24 weeks and 1 month
Today is one month. One month since Julian and Preston were born and died.
Today would have also been 24 weeks in my pregnancy.
So really, today is a rough day in so many ways. All kinds of emotions and thoughts, what if’s and could have’s.
Most days I don’t let myself dwell on what could have been for long. Or curl up back into bed and bawl. Or replay my pregnancy and their birth over and over in my head. But today I did because I wanted to. And the ever nagging thoughts in my head of how they missed any type of acknowledgment on paper of their lives because they weren’t quite 20 weeks, and how I hadn’t looked at their pictures yet weighed on me. I don’t know why, but the thought of them not being recognized as babies bothers me constantly. As much as I know, and you all know, they were.
Then I got up and went in the closet where their little memories boxes are. I’ve never seen them, but the nurses gave them to us before we left that day. Standing there, I wondered if I had the strength to look inside. But something told me I needed to. I opened them up and there were little cards inside. All filled out by hand with their vitals and ours – like a birth certificate. With their hand and footprints in them, names, time of birth, how much they weighed.
One for each.
They were here. I have proof. Those cards healed a wound I’d carried for my boys. I held the papers with their small prints and sobbed because I thought my heart might break I missed those two so very much. Their weeks and hours with me hit full force as I realized once again that this was never, ever going to be different. I will never have them here on earth to raise and love and kiss.
It hurts. No matter how much you believe in heaven and the journey God has planned for your life, death hurts.
Then I saw at their pictures and cried, how tiny they were. How perfect. Sam and I sat and looked at the pictures on our phones we captured. Just one of Preston while he was still alive but it is precious. I am so glad we have them. So glad I was able to look at them and remember the peace of those moments we had.

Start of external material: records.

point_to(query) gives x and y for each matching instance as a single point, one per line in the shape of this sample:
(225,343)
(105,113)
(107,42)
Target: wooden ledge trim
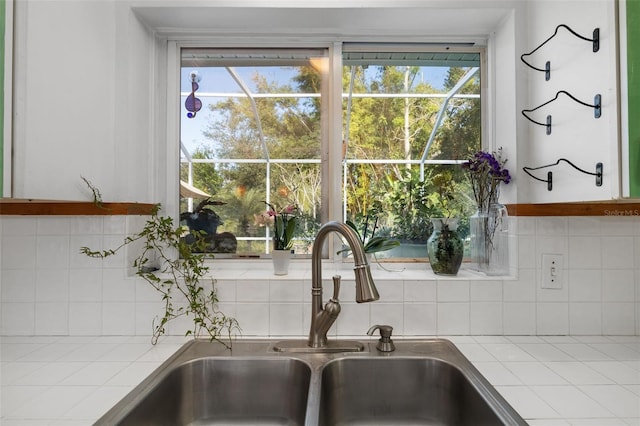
(21,207)
(612,208)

I took the time I needed today to let myself grieve again, and it was good. Not everyday, not all the time. But today was good to remember even the painful moments. To break through the terror of seeing their pictures or hand and footprints – there is no fear anymore of those sending me back into the overwhelming pain of the first few days. It was healing to see them and to know a part of them was recorded, short as their lives were. That I can see their faces when I want.
So today was a hard day, but it brought a lot of healing to my heart.